POR SIMONE KAFRUNI
Mais de 60% do transporte de cargas e 95% da movimentação de passageiros do Brasil passam por rodovias. O aumento médio de estradas pavimentadas para suprir essa demanda, no entanto, é de apenas 1,5% ao ano, reflexo da drástica redução do investimento público em infraestrutura e, sobretudo, das confusas regras para concessão ao setor privado. O governo de transição do presidente interino, Michel Temer, promete facilitar as condições para os investidores. O que ainda se vê, contudo, são entraves que atrasam e encarecem obras essenciais para o desenvolvimento do país.
Nos leilões de rodovias federais em 2013, realizados a toque de caixa por meio do modelo fast track, que agilizava a aprovação dos projetos, as informações sobre o licenciamento ambiental não foram detalhadas.
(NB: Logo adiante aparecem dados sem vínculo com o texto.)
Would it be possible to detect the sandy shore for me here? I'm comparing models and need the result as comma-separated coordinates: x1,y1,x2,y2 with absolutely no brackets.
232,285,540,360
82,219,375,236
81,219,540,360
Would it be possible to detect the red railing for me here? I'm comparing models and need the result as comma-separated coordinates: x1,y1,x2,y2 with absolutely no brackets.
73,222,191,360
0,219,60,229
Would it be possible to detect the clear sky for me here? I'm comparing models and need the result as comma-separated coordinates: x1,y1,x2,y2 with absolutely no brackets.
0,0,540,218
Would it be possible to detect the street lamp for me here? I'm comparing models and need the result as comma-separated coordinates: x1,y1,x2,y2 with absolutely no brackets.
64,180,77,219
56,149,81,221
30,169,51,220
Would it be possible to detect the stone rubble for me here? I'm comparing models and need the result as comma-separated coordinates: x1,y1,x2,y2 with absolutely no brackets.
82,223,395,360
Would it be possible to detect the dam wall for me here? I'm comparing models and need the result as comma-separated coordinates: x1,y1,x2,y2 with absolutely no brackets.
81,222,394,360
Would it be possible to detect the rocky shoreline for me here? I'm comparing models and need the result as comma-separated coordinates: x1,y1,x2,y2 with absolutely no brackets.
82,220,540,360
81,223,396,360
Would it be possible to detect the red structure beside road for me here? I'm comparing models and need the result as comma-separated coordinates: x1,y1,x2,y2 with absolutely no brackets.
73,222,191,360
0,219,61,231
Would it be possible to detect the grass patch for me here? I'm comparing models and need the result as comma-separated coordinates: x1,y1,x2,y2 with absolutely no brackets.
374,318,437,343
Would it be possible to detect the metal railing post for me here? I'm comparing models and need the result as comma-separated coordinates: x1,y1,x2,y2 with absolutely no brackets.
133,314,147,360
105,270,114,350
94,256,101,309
O resultado, pelo menos para a concessionária CCR, foram 44 pontos bloqueados na liberação para duplicação de 806 quilômetros da BR-163 em Mato Grosso do Sul, um entrave a cada 18 km.
No caminho da CCR estão oito áreas de terras indígenas e uma de quilombolas, 16 sítios arqueológicos e 18 acessos urbanos, além de uma Área de Preservação Ambiental (APA). A empresa terá que mudar o cronograma da duplicação e realizá-la de forma picada, com a instalação de mais bloqueios no início e no fim de cada trecho em obras. A projeção é de que a fragmentação encareça em 20% o valor do investimento na concessão, inicialmente orçado em R$ 5,5 bilhões. A CCR também teme não terminar no prazo previsto, em 2020.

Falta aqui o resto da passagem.